WHO APPRAISES THE PARTNERSHIP INTERESTS FOR PURPOSES OF THE DISCOUNT?
A qualified appraiser must appraise the value of the partnership assets and then the value of the limited partnership interests in terms of restrictions under state law and in the partnership agreement. These appraisals, while related, are not the same. The former involves the value of the assets held in the FLP, and the latter involves the value of the ownership interests in the FLP as an entity.
IS THE IRS LIKELY TO CHALLENGE AN FLP?
The IRS does not like family limited partnerships when used to obtain large discounts in the value of an estate, thereby saving estate and gift taxes that would otherwise be due. The IRS admits that valuation discounts of FLPs are legitimate, but it still challenges them in many situations. A challenge is most likely if the FLP is created just before death. Forming an FLP two days before death or when the parent is incapacitated invites the IRS to attack the partnership as solely a scheme for avoiding tax.
MIGHT THE LAWS WHICH FAVOR FLPs CHANGE IN THE FUTURE?
Since the IRS does not like the substantial estate and gift tax savings realized through the use of FLPs, it is possible that legislation in the future could limit the estate tax savings.
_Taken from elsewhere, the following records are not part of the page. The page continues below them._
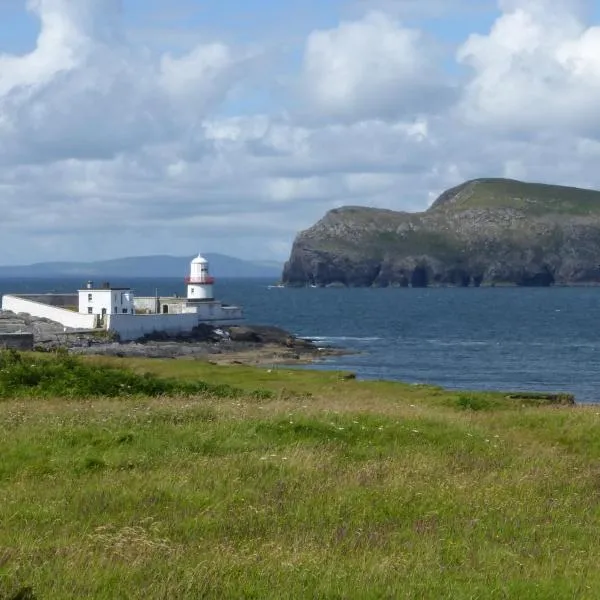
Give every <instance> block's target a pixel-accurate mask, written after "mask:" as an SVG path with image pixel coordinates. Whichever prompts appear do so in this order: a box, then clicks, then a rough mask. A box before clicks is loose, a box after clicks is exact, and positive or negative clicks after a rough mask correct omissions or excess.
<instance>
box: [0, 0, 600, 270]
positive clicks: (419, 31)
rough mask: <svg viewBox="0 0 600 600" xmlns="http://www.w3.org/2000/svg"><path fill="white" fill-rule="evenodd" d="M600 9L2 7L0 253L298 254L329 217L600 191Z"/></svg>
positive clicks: (266, 4)
mask: <svg viewBox="0 0 600 600" xmlns="http://www.w3.org/2000/svg"><path fill="white" fill-rule="evenodd" d="M599 106H600V0H287V1H286V2H282V1H281V0H169V1H168V2H167V0H27V1H25V0H0V264H5V265H8V264H28V263H32V262H42V261H49V260H77V261H88V260H89V261H92V260H101V259H109V258H116V257H121V256H141V255H151V254H171V255H192V254H194V253H196V252H199V251H202V252H220V253H224V254H229V255H232V256H237V257H240V258H248V259H262V260H277V261H283V260H285V259H286V258H287V257H288V255H289V252H290V249H291V245H292V243H293V240H294V238H295V236H296V234H297V233H298V232H299V231H300V230H303V229H306V228H308V227H310V226H311V225H313V224H314V223H315V222H316V221H318V220H319V219H320V218H322V217H323V216H324V215H325V214H326V212H327V211H328V210H331V209H333V208H338V207H341V206H344V205H362V206H375V207H381V208H389V209H394V210H406V211H421V210H425V209H427V207H428V206H429V205H430V204H431V203H432V201H433V200H434V199H435V198H436V197H437V196H438V195H439V194H440V193H441V192H442V191H443V190H445V189H447V188H449V187H451V186H454V185H458V184H459V183H462V182H463V181H466V180H469V179H474V178H479V177H511V178H515V179H521V180H527V181H537V182H544V183H554V184H562V185H574V186H580V187H587V188H595V189H600V169H598V164H600V110H599V108H598V107H599Z"/></svg>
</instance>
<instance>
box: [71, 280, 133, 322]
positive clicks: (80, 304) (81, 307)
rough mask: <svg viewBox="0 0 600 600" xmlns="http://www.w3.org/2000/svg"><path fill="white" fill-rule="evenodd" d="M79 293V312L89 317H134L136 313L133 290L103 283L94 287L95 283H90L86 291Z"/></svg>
mask: <svg viewBox="0 0 600 600" xmlns="http://www.w3.org/2000/svg"><path fill="white" fill-rule="evenodd" d="M77 291H78V293H79V312H80V313H81V314H87V315H98V316H101V317H104V316H105V315H107V314H108V315H120V314H123V315H132V314H134V312H135V307H134V302H133V293H132V292H131V288H124V287H111V285H110V283H108V282H106V283H103V284H102V285H101V286H100V287H94V282H93V281H88V282H87V285H86V287H85V289H82V290H77Z"/></svg>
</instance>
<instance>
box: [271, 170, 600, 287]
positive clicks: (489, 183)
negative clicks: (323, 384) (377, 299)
mask: <svg viewBox="0 0 600 600" xmlns="http://www.w3.org/2000/svg"><path fill="white" fill-rule="evenodd" d="M282 280H283V283H285V284H286V285H292V286H301V285H317V286H378V287H385V286H413V287H426V286H430V285H454V286H463V287H466V286H480V285H519V286H549V285H552V284H564V285H574V284H596V283H600V192H598V191H593V190H587V189H580V188H573V187H564V186H556V185H546V184H537V183H524V182H520V181H514V180H509V179H476V180H472V181H468V182H466V183H463V184H461V185H459V186H457V187H454V188H452V189H449V190H447V191H446V192H444V193H443V194H442V195H441V196H440V197H439V198H438V199H437V200H436V201H435V202H434V203H433V204H432V205H431V207H430V208H428V209H427V210H426V211H424V212H421V213H407V212H395V211H391V210H384V209H377V208H365V207H358V206H347V207H343V208H338V209H335V210H331V211H329V212H328V213H327V214H326V215H325V217H324V218H323V219H321V220H320V221H319V222H318V223H316V224H315V225H314V226H313V227H311V228H310V229H307V230H306V231H303V232H301V233H299V234H298V236H297V237H296V240H295V241H294V244H293V247H292V252H291V256H290V258H289V260H288V262H287V263H286V265H285V267H284V272H283V277H282Z"/></svg>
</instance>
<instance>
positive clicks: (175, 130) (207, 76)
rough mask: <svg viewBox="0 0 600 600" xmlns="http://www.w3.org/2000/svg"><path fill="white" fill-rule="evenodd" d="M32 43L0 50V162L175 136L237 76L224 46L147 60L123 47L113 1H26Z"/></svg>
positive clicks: (218, 43)
mask: <svg viewBox="0 0 600 600" xmlns="http://www.w3.org/2000/svg"><path fill="white" fill-rule="evenodd" d="M29 8H30V10H31V11H32V12H34V13H35V14H36V15H37V16H38V17H39V19H40V22H41V29H40V34H39V37H38V40H37V45H36V48H35V49H34V50H33V51H32V52H31V53H30V54H27V55H25V56H22V57H21V56H10V55H8V56H7V55H4V56H0V73H1V75H0V115H2V116H1V118H0V136H1V137H2V141H3V144H2V145H1V147H0V161H1V162H11V161H13V162H14V161H18V162H28V161H32V162H36V161H42V162H43V161H56V160H60V159H67V158H73V157H75V158H78V159H85V158H88V159H107V158H110V157H113V156H115V155H117V154H118V153H120V152H126V151H131V150H134V149H136V148H139V147H141V146H144V145H147V144H154V143H165V142H167V141H169V140H176V139H179V138H180V137H181V136H182V135H183V133H184V132H186V131H189V129H190V126H192V125H194V124H198V123H201V121H202V119H203V118H204V117H205V116H206V115H207V114H209V113H210V111H211V110H213V109H214V108H215V107H216V106H218V105H219V104H220V102H222V100H223V99H224V98H225V97H226V96H227V93H228V92H229V91H230V90H231V89H232V88H233V87H234V86H235V85H236V83H238V82H239V81H241V80H242V79H243V78H244V67H245V65H246V63H248V61H249V60H251V58H250V57H248V56H245V55H242V54H240V55H236V54H235V53H234V51H233V50H232V49H230V48H229V47H227V46H226V45H224V44H220V43H209V44H198V45H197V46H196V47H195V48H193V49H192V50H191V51H190V52H189V53H187V54H185V55H181V56H174V55H171V54H168V53H167V54H165V55H163V56H154V55H152V54H150V53H149V52H148V51H146V50H145V49H144V48H143V47H135V46H133V45H132V44H130V43H129V42H128V40H127V37H126V35H125V33H124V31H123V30H122V27H121V19H120V15H121V4H120V2H118V1H117V0H78V2H73V1H72V0H35V1H32V2H30V4H29Z"/></svg>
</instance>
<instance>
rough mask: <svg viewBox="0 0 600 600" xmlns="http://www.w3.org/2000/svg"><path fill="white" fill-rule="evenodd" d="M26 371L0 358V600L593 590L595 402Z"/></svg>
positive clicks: (95, 365) (257, 380) (215, 373)
mask: <svg viewBox="0 0 600 600" xmlns="http://www.w3.org/2000/svg"><path fill="white" fill-rule="evenodd" d="M13 358H14V357H13ZM11 360H12V359H11ZM45 360H46V361H49V362H48V363H47V364H46V363H44V359H43V358H40V357H31V356H27V357H25V358H23V359H21V366H19V367H18V369H20V371H17V370H16V369H17V367H15V366H14V364H13V363H12V362H11V361H10V360H8V361H5V363H4V364H0V367H1V369H0V371H1V372H0V384H1V385H4V388H3V396H4V399H2V400H1V401H0V457H1V459H0V598H19V597H20V598H36V599H38V600H46V599H59V598H60V599H64V598H107V599H108V598H111V599H112V598H132V599H133V598H278V599H279V598H331V599H334V598H335V599H342V598H367V599H369V598H373V599H375V598H377V599H379V598H448V599H450V598H452V599H463V598H464V599H475V598H482V599H488V598H519V599H528V598H552V599H562V598H565V599H566V598H569V599H571V598H578V599H579V598H590V599H591V598H598V597H599V596H600V571H599V570H598V568H597V565H598V564H599V562H600V545H599V544H598V537H599V533H600V408H596V407H568V406H545V405H541V404H540V403H537V402H527V403H524V402H523V401H519V400H510V399H507V398H505V397H504V396H502V395H500V394H496V395H494V394H482V393H458V392H446V391H444V390H441V389H438V388H433V387H423V386H409V385H403V384H396V383H386V382H360V381H356V380H352V379H345V378H344V377H343V376H342V375H341V374H339V373H333V372H311V371H292V370H286V369H272V370H270V371H269V370H257V369H251V368H247V367H241V366H240V367H218V366H214V365H209V364H206V363H202V362H197V361H175V360H170V361H169V360H166V361H160V360H124V359H121V360H119V359H117V360H109V359H102V360H97V361H91V362H88V361H86V362H85V363H77V367H74V366H71V367H68V368H67V367H65V368H66V369H67V371H63V367H62V366H60V365H59V366H54V367H51V366H50V363H52V362H53V361H54V360H55V359H53V358H47V359H45ZM58 360H59V362H60V361H61V360H63V359H58ZM23 361H25V362H26V363H27V364H26V365H25V366H23V364H22V362H23ZM17 362H19V361H17ZM30 363H34V364H35V368H39V369H42V370H44V371H45V372H49V371H51V370H52V369H54V371H53V372H55V373H57V375H56V377H59V378H60V377H62V378H63V379H64V381H66V383H67V386H66V387H64V388H61V385H62V384H60V381H58V382H57V381H55V382H54V383H51V382H50V383H49V381H48V380H46V381H45V382H44V383H43V384H42V383H40V382H41V380H42V378H39V377H38V379H37V382H36V381H34V379H32V376H31V375H24V373H25V374H26V373H29V371H28V370H27V369H28V368H29V367H27V365H28V364H30ZM60 364H62V363H60ZM11 365H12V366H11ZM90 366H92V367H93V368H94V369H95V370H96V371H98V372H103V373H104V372H106V373H108V375H106V377H107V379H106V381H109V382H113V383H114V381H115V378H118V377H122V376H123V375H122V369H123V368H127V369H131V371H132V372H131V373H128V374H127V377H128V379H127V381H128V383H127V384H126V385H125V386H124V387H120V383H119V384H118V386H117V387H118V389H117V388H115V387H111V386H112V383H111V384H110V385H109V386H108V387H107V388H106V389H107V390H108V392H109V394H108V395H109V396H111V397H104V395H103V394H102V393H101V392H102V390H103V389H104V388H102V386H103V385H105V383H103V382H104V381H105V380H104V379H102V377H100V375H96V376H97V377H98V379H97V382H99V383H98V386H100V387H98V388H97V389H95V390H91V391H90V394H89V395H88V396H87V397H78V396H76V395H75V394H69V393H68V392H69V389H80V388H77V386H79V385H80V383H78V379H77V377H79V376H82V377H83V376H86V377H87V375H86V373H87V372H86V370H85V369H86V368H88V367H90ZM26 367H27V368H26ZM109 367H111V368H113V370H108V371H107V369H109ZM31 368H33V367H31ZM11 369H12V371H11ZM66 372H68V373H69V375H68V376H67V375H65V373H66ZM16 373H20V374H19V375H18V376H17V375H16ZM74 373H76V374H74ZM119 373H121V374H119ZM148 373H150V374H151V375H147V374H148ZM144 374H146V375H144ZM165 377H168V378H171V382H170V383H168V384H164V385H165V386H166V388H165V389H166V390H167V391H166V392H164V391H161V390H160V389H159V388H160V386H161V385H163V383H164V382H163V379H162V378H165ZM28 378H29V379H28ZM119 381H121V380H119ZM148 381H152V382H154V383H153V386H151V387H150V388H144V389H145V391H144V392H143V393H142V392H140V391H139V390H138V389H137V388H136V386H137V385H138V383H139V382H142V383H143V385H147V382H148ZM173 381H176V382H178V383H177V385H178V386H179V387H178V388H177V389H176V388H175V387H172V386H173V385H175V384H173V383H172V382H173ZM2 382H3V383H2ZM144 382H145V383H144ZM156 382H158V383H156ZM161 382H163V383H161ZM199 382H201V383H199ZM142 383H140V385H142ZM52 385H54V387H53V388H52ZM44 386H45V387H44ZM49 386H50V387H49ZM127 386H130V387H127ZM170 386H171V387H170ZM49 389H53V390H54V394H53V395H52V394H49V393H47V390H49ZM40 390H42V391H40ZM44 390H46V391H44ZM115 390H116V391H115ZM94 392H98V393H94Z"/></svg>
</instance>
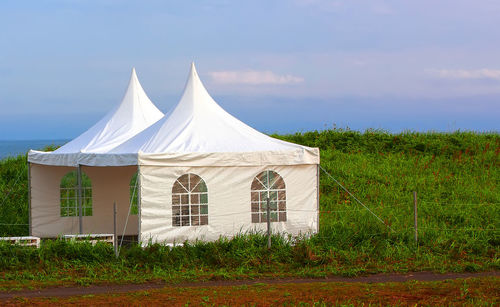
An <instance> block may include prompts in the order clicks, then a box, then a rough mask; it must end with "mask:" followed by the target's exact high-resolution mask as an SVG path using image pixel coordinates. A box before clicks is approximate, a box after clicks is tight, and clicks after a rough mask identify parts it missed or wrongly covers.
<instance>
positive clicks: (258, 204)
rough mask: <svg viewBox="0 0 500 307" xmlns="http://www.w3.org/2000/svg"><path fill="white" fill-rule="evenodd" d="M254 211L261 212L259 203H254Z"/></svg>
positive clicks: (255, 211)
mask: <svg viewBox="0 0 500 307" xmlns="http://www.w3.org/2000/svg"><path fill="white" fill-rule="evenodd" d="M252 212H259V203H252Z"/></svg>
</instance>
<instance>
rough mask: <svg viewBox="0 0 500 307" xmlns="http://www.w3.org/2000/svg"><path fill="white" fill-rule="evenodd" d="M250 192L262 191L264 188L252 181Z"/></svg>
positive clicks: (258, 183) (254, 180)
mask: <svg viewBox="0 0 500 307" xmlns="http://www.w3.org/2000/svg"><path fill="white" fill-rule="evenodd" d="M251 189H252V190H264V186H263V185H262V184H261V183H260V182H259V181H258V180H257V179H254V180H253V182H252V188H251Z"/></svg>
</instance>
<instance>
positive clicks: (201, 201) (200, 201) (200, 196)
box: [200, 194, 208, 204]
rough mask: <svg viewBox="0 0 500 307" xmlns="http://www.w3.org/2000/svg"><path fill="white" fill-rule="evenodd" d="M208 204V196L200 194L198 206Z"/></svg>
mask: <svg viewBox="0 0 500 307" xmlns="http://www.w3.org/2000/svg"><path fill="white" fill-rule="evenodd" d="M206 203H208V194H201V195H200V204H206Z"/></svg>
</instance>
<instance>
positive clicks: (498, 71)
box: [429, 68, 500, 81]
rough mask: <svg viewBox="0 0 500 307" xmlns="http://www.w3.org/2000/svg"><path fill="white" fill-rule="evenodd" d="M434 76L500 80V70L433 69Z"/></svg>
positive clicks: (454, 78)
mask: <svg viewBox="0 0 500 307" xmlns="http://www.w3.org/2000/svg"><path fill="white" fill-rule="evenodd" d="M429 73H431V74H432V75H434V76H437V77H439V78H442V79H467V80H498V81H500V70H498V69H488V68H483V69H476V70H466V69H431V70H429Z"/></svg>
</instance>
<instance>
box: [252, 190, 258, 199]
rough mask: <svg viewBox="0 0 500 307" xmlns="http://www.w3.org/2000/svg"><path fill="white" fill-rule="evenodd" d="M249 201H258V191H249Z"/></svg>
mask: <svg viewBox="0 0 500 307" xmlns="http://www.w3.org/2000/svg"><path fill="white" fill-rule="evenodd" d="M251 201H259V192H251Z"/></svg>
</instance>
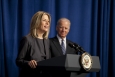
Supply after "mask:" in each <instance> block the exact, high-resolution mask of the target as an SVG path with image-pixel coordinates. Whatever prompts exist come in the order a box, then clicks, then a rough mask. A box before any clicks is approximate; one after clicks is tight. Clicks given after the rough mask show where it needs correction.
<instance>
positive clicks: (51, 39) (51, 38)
mask: <svg viewBox="0 0 115 77" xmlns="http://www.w3.org/2000/svg"><path fill="white" fill-rule="evenodd" d="M54 39H57V37H56V36H55V37H51V38H49V40H54Z"/></svg>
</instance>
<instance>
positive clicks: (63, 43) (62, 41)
mask: <svg viewBox="0 0 115 77" xmlns="http://www.w3.org/2000/svg"><path fill="white" fill-rule="evenodd" d="M61 48H62V51H63V55H65V53H66V49H65V45H64V40H63V39H62V41H61Z"/></svg>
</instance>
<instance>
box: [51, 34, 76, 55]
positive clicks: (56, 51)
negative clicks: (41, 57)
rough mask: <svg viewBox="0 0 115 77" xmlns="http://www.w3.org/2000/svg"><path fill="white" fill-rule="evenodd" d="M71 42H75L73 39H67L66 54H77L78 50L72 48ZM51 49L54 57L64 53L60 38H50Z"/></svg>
mask: <svg viewBox="0 0 115 77" xmlns="http://www.w3.org/2000/svg"><path fill="white" fill-rule="evenodd" d="M69 43H73V42H72V41H70V40H68V39H66V54H77V51H76V50H75V49H74V48H72V47H71V46H70V45H69ZM50 51H51V56H52V57H57V56H61V55H63V52H62V49H61V46H60V43H59V41H58V38H57V37H56V36H55V37H54V38H50Z"/></svg>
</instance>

However, you must remember that there are many advantages to the FLP, and it is unlikely that all the advantages will be taken away in one fell swoop. For instance, the creditor protection afforded by FLPs is created by state law and cannot be easily affected by federal law changes. Also, the ability to give shares of the partnership to children and relatives without giving up control of the assets within would survive any change in the law on valuation of partnerships for gift tax purposes.